Uber offloads troubled self-driving unit to startup Aurora

The sale represents the final chapter for an ambitious but troubled division that was left reeling after one of its vehicles was investigated in the first known pedestrian death involving a self-driving vehicle.

Uber has been the dominant player in the ride-hailing industry over the past decade, but the pandemic has strained its business and forced it to rely more on food delivery while cutting back on longer-term investments and experimental projects.

Ride-hailing and food delivery start-ups have for years made significant bets on autonomous vehicles that could one day allow the companies to provide trips and make deliveries without paying a driver. Removing human drivers could make their services profitable and exponentially more lucrative. Uber, whose business model has relied heavily on discounts for riders and incentives to lure drivers onto the app, has lost billions of dollars since going public in 2019.

Uber’s abandonment of its in-house effort is an about face from its ambition outlined ahead of its public offering in 2019.

Uber is “developing autonomous vehicle technologies, which we believe have the long-term potential to provide safer and more efficient rides and deliveries to consumers, as well as lower prices,” the company said in its 2019 IPO filing.
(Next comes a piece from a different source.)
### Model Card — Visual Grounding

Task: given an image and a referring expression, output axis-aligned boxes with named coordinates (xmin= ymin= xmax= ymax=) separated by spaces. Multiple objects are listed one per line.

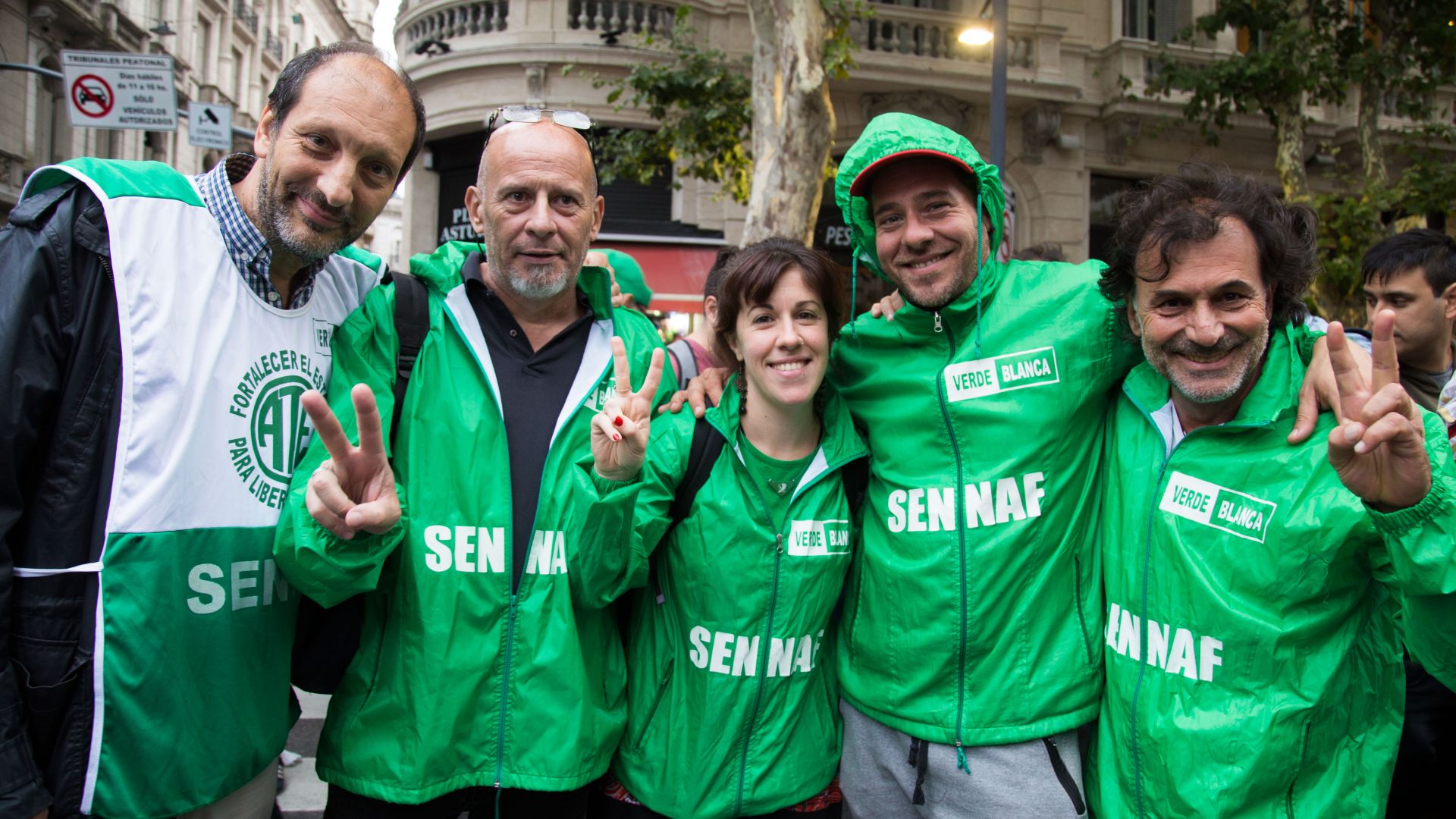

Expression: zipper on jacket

Uber said it envisioned an “expected long hybrid period of co-existence of Drivers and autonomous vehicles.”

Uber and Aurora announced their plans Monday afternoon, adding that Uber would invest $400 million in the company and its CEO, Dara Khosrowshahi, would join Aurora’s board. Uber will maintain a minority stake.

Uber’s self-driving division, known as the Advanced Technologies Group, came under scrutiny in 2018 after a self-driving Uber vehicle struck and killed a 49-year-old woman in Tempe, Ariz., as she crossed a darkly lit street while pushing a bicycle. Investigators found the backup human driver was streaming video on a cellphone at the time of the crash.

The sale to Aurora puts Uber’s ATG division in the hands of a company that has prided itself on a slower approach to autonomy with an emphasis on safety.

“With the addition of ATG, Aurora will have an incredibly strong team and technology, a clear path to several markets, and the resources to deliver,” Chris Urmson, co-founder and CEO of Aurora, said in a statement. “Simply put, Aurora will be the company best positioned to deliver the self-driving products necessary to make transportation and logistics safer, more accessible, and less expensive.”

Khosrowshahi lauded the deal and possibilities it brings in a statement. The deal represents another pandemic-era shake-up for Uber, which has consolidated some aspects of its business but expanded others, most significantly acquiring food-delivery rival Postmates in a deal struck this summer.

“Few technologies hold as much promise to improve people’s lives with safe, accessible, and environmentally friendly transportation as self-driving vehicles,” Khosrowshahi said. “For the last five years, our phenomenal team at ATG has been at the forefront of this effort — and in joining forces with Aurora, they are now in pole position to deliver on that promise even faster.”

Aurora intends to offer employment to a majority of ATG’s workers, who number over a thousand, according to people familiar with the deal, who spoke on the condition of anonymity because they were not authorized to speak about it publicly.

Urmson, the Aurora CEO, said in an email to employees on Monday that the ATG acquisition positioned Aurora as an industry leader in autonomy. And he said it carried significant implications for the safety and advancement of autonomous vehicle technology.

“Perhaps if we could have delivered this technology earlier, a loved one would still be alive,” he wrote.

“All of this means that through the combination of our companies, we jump to be the top player in our space,” he added later. “It’s not foregone, but victory is now ours to lose.”